# Exercise on convergence in measure (Folland, Real Analysis)

This one comes from Folland, Real Analysis, Problem 33 in the section titled Modes of Convergence.

Suppose $f_n \geq 0$ and $f_n \rightarrow f$ in measure, then $\int f \leq \liminf \int f_n$.

So I notice a few things first off, that since $f_n \to f$ in measure, we can find a subsequence $f_{n_j}$ which converges pointwise almost everywhere (Theorem 2.30 in Folland), and for this subsequence we may say (by Fatou’s lemma using $f_n \geq 0$) that $\int f \leq \liminf \int f_{n_j}$, but it’s not necessarily true that $\liminf \int f_{n_j} \leq \liminf \int f_n$, or at least I don’t see how to prove it (and in general this is not true for any sequence and subsequence, while the reverse inequality is, I think).
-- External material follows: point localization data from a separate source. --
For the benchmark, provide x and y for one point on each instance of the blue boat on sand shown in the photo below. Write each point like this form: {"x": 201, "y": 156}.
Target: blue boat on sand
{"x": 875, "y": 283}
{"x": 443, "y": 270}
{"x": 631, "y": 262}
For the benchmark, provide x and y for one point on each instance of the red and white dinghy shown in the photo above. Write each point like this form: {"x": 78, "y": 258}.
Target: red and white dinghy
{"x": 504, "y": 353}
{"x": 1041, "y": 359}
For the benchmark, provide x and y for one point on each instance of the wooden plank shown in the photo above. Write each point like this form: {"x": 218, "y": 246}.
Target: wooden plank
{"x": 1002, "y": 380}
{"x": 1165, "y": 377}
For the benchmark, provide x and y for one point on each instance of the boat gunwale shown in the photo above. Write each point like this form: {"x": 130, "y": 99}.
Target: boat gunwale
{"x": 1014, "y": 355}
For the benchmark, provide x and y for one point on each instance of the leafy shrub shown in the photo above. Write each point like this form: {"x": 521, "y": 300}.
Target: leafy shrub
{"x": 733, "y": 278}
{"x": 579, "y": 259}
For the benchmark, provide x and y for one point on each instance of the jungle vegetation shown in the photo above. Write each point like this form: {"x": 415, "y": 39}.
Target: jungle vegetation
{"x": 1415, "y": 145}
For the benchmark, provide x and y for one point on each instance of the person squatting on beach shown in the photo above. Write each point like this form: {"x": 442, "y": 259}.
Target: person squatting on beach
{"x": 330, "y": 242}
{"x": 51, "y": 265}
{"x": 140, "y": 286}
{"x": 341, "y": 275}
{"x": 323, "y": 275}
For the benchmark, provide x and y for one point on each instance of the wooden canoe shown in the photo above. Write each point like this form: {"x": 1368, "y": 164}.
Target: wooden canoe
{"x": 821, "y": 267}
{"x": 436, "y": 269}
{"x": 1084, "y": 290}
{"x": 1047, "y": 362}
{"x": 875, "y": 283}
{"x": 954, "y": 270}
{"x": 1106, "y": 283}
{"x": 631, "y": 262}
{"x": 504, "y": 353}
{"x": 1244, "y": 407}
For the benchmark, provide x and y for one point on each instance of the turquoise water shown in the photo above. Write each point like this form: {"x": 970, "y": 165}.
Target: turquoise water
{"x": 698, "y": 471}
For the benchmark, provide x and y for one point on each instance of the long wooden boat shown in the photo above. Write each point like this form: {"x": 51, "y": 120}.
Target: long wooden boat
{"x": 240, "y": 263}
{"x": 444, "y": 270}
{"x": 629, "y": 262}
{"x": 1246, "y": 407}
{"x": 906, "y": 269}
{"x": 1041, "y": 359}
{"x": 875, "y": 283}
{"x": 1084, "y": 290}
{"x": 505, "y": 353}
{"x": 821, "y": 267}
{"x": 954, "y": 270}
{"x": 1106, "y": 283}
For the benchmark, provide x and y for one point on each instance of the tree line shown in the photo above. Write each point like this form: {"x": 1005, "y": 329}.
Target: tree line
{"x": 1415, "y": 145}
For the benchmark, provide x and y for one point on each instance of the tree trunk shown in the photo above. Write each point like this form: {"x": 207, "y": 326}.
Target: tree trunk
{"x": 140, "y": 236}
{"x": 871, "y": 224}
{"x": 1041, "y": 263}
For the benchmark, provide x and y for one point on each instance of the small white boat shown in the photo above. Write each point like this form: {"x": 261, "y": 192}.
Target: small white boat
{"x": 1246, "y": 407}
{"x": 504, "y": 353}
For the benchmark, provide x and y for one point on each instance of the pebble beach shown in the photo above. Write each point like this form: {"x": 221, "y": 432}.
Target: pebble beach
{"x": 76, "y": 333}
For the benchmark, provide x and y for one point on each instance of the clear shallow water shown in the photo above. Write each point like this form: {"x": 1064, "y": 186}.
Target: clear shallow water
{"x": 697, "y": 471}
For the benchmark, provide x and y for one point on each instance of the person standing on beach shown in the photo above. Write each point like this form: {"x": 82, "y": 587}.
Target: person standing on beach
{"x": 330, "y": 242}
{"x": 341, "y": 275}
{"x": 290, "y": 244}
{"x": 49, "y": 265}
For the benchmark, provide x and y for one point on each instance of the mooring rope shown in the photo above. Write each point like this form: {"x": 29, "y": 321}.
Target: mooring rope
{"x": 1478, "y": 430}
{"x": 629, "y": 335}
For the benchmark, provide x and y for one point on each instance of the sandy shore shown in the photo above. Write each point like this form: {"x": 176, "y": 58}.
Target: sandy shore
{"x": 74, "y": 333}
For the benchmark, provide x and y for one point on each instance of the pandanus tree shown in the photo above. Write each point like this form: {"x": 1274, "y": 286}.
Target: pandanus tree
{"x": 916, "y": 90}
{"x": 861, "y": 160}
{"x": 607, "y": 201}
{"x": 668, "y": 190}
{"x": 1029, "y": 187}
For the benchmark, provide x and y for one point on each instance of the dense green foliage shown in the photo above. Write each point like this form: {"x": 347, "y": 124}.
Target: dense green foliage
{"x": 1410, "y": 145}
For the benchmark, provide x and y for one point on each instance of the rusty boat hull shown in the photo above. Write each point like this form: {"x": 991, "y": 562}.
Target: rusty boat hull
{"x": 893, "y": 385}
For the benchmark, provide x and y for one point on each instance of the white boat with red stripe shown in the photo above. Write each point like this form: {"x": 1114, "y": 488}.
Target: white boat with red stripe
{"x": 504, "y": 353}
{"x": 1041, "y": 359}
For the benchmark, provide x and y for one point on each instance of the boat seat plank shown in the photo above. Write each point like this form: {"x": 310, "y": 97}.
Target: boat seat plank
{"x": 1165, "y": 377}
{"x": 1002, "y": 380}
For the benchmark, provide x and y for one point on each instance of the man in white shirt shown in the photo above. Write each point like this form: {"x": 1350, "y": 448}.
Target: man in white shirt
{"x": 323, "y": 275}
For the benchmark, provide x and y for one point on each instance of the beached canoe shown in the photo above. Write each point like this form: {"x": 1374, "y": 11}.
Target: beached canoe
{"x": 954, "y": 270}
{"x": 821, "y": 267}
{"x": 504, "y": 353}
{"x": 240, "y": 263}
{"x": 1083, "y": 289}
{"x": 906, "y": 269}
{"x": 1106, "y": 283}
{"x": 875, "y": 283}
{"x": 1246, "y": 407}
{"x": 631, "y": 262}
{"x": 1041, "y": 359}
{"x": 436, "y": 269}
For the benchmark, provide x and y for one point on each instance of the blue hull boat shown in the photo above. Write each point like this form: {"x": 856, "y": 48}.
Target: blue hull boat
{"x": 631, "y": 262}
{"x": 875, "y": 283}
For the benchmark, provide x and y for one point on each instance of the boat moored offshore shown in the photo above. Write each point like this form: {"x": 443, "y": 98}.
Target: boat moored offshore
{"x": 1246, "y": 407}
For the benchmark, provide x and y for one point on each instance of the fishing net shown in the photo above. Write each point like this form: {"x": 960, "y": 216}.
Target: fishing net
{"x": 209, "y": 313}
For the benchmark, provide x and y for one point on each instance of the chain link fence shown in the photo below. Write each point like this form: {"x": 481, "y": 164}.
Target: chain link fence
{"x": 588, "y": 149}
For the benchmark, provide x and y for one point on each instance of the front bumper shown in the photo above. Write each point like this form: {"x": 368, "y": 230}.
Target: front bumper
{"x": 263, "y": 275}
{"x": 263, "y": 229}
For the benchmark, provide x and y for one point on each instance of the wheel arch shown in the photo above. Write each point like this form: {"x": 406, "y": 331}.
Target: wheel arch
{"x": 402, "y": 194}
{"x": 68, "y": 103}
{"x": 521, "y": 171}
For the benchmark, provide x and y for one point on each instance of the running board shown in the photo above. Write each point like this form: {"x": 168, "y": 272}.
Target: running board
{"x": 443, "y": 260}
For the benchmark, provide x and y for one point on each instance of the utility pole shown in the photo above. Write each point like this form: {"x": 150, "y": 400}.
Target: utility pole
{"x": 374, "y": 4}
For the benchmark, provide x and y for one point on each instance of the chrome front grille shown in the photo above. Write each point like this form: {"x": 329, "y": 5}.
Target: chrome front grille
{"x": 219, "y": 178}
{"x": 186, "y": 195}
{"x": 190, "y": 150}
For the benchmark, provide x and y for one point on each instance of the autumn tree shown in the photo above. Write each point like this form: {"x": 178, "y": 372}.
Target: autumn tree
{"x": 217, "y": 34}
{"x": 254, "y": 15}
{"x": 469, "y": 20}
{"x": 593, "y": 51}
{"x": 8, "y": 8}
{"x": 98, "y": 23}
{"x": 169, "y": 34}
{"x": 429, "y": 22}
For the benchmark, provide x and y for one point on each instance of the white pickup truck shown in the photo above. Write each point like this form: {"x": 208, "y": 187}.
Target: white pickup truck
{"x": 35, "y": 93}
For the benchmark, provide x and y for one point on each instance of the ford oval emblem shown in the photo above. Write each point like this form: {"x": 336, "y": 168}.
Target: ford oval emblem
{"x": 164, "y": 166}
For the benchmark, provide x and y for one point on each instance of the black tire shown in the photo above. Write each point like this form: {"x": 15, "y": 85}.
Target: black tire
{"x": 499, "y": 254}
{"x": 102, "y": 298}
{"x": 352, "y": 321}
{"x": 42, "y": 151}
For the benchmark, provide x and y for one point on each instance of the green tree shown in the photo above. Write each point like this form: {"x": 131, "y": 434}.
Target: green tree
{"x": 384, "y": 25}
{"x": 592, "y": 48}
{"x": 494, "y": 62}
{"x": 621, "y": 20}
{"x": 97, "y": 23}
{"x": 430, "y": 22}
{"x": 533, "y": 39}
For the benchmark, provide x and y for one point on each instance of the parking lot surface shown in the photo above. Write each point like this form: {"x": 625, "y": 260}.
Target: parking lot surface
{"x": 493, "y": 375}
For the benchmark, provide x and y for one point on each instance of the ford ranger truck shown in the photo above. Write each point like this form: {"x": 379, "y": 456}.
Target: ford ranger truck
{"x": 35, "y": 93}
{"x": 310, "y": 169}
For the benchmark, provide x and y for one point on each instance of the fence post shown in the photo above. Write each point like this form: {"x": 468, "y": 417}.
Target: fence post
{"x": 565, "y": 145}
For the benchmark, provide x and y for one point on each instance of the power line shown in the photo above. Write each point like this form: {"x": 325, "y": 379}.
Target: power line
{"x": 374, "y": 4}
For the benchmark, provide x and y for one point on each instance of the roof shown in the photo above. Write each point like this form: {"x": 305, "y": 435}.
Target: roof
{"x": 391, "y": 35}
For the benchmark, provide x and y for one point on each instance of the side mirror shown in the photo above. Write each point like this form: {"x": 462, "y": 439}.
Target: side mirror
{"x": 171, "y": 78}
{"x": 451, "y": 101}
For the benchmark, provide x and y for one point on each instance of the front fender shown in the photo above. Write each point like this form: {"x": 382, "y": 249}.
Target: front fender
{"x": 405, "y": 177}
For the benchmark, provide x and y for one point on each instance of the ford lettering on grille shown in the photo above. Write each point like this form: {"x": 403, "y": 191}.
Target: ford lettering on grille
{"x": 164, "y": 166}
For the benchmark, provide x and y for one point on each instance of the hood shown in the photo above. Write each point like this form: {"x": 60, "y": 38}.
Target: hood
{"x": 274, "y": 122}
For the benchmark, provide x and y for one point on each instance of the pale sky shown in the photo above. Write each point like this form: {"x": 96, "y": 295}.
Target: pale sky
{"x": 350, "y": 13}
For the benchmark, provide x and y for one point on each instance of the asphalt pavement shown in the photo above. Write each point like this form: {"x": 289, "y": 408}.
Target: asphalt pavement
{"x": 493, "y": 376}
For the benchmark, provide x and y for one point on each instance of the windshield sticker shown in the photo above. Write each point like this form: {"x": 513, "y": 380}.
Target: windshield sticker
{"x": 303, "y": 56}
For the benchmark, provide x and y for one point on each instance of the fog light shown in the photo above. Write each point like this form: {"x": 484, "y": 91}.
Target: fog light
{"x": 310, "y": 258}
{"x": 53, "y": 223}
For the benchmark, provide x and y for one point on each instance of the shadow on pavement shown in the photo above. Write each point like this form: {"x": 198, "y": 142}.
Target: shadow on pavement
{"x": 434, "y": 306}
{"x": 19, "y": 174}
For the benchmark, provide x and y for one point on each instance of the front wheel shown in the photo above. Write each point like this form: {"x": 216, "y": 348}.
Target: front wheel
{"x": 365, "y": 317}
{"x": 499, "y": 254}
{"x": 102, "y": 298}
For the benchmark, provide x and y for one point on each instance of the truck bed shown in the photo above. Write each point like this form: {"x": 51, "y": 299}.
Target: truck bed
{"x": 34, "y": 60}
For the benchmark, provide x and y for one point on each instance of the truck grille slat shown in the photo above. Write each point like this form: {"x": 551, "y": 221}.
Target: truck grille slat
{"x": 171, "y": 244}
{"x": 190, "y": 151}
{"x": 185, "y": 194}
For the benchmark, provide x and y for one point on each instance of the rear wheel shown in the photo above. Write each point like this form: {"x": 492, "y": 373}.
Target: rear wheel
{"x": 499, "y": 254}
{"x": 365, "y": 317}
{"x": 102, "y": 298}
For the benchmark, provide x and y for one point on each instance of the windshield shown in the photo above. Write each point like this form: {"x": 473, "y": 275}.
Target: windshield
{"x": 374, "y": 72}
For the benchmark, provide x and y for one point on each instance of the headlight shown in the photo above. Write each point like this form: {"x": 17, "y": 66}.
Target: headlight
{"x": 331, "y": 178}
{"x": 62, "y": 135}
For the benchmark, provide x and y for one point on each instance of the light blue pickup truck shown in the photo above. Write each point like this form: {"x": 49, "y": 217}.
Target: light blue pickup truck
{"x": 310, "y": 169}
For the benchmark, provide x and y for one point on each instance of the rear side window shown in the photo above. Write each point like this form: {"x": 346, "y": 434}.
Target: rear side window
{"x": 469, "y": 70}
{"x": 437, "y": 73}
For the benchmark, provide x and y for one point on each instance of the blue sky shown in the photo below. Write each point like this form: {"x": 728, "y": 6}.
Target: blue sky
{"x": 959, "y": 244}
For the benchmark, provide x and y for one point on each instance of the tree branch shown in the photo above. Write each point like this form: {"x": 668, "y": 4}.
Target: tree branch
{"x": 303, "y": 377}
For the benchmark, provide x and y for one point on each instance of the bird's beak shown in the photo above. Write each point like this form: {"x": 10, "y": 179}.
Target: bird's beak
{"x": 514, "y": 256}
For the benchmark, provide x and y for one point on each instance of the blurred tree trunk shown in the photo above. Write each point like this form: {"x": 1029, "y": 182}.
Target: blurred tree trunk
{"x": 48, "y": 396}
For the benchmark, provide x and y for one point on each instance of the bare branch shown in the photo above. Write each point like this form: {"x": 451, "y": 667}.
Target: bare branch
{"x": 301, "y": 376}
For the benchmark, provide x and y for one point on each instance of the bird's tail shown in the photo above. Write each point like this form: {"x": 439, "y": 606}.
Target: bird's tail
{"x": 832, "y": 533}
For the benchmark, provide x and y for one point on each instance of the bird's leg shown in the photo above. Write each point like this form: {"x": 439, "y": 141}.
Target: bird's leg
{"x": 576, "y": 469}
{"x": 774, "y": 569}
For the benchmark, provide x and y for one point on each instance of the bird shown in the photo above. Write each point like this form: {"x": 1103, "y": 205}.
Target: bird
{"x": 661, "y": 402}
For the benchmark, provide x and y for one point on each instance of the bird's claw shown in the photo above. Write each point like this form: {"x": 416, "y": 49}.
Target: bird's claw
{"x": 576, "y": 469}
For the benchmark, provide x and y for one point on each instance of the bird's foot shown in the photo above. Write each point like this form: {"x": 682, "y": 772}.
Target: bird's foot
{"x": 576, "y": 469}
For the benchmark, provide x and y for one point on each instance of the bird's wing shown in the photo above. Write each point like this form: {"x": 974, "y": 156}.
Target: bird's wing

Any tips, hints, or solutions?

#### Solutions Collecting From Web of "Exercise on convergence in measure (Folland, Real Analysis)"

You can pass to a subsequence $f_{n_k}$ with $\int f_{n_k} \to \liminf \int f_n$ first.

This subsequence will also converge to $f$ in measure and … then you already know what to do.

You can use the Urysohn subsequence principle, but it should be modified a little bit.

(Urysohn subsequence principle). Let $x_n$ be a sequence of real numbers, and let $x$ be another real number, then $\liminf x_n\geq x$ iff every subsequence $x_{n_j}$ of $x_n$ has a further subsequence $x_{n_{j_i}}$ such that $\liminf x_{n_{j_i}}\geq x$.